Exercise: Show that the sequence $(b_n)_{n=1}^{\infty}$ converges. Moreover, it converges to $b := \inf_{n\geq 1} b_n$.
Ideas: My first attempt was to show that it is Cauchy. For that I take $n > m$, and I can conclude $$ b_n \leq \frac{m}{n} b_m + \frac{n-m}{n} b_{n-m}, $$ but this only gives a (not very useful, I think) upper bound for $b_n - b_m$, and it says nothing about $b_m - b_n$ (I'm trying to estimate the absolute value $|b_n - b_m|$).

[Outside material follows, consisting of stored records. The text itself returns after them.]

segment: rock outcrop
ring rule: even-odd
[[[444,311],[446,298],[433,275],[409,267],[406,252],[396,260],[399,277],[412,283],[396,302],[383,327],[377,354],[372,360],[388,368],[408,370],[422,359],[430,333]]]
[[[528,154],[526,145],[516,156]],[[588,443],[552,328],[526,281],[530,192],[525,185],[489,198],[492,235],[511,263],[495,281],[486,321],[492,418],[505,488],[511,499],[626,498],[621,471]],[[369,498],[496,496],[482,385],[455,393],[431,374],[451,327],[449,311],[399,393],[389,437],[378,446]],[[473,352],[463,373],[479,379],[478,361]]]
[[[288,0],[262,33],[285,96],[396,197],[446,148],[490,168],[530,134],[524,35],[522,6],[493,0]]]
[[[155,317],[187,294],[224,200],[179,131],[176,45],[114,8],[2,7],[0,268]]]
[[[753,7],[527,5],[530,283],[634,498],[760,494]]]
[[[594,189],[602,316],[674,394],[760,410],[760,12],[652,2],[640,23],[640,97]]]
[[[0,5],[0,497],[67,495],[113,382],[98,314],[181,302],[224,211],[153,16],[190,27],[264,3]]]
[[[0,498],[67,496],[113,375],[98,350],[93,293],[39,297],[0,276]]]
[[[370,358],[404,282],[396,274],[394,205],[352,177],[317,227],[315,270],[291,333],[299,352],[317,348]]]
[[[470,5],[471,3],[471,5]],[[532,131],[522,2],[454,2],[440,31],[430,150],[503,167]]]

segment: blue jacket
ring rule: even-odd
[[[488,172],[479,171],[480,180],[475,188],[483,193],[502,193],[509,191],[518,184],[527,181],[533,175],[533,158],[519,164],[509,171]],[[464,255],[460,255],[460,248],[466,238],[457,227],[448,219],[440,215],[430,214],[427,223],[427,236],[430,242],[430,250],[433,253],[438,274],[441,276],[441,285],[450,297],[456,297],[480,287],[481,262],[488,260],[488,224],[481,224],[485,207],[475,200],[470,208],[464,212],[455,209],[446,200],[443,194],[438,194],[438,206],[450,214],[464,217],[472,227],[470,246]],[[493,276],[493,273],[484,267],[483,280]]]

In a second attempt I noticed that a particular case of \eqref{eq1} is that for every $k\geq 0$ we have $b_{2^{k+1}} = b_{2^k + 2^k} \leq b_{2^k}$, thus the subsequence $(b_{2^k})_{k=0}^{\infty}$ is decreasing, so it converges to its infimum, call it $b$. Then given $n\geq 1$ arbitrary I tried to split it as $n = 2^k + m$, with $0\leq m < 2^k$, and estimate $b_n$ both below and above in terms of $b_{2^k}$. However all the inequalities I try, such as $b_n\leq 2b_{2^k}$ or similar, fail (even creating recursively a sequence at random, using Python, that satisfies \eqref{eq1}, the bounds I try fail sometimes).
Any idea on how to prove this with elementary analysis? Maybe the exercise is wrong and there are counterexamples? Any help is appreciated.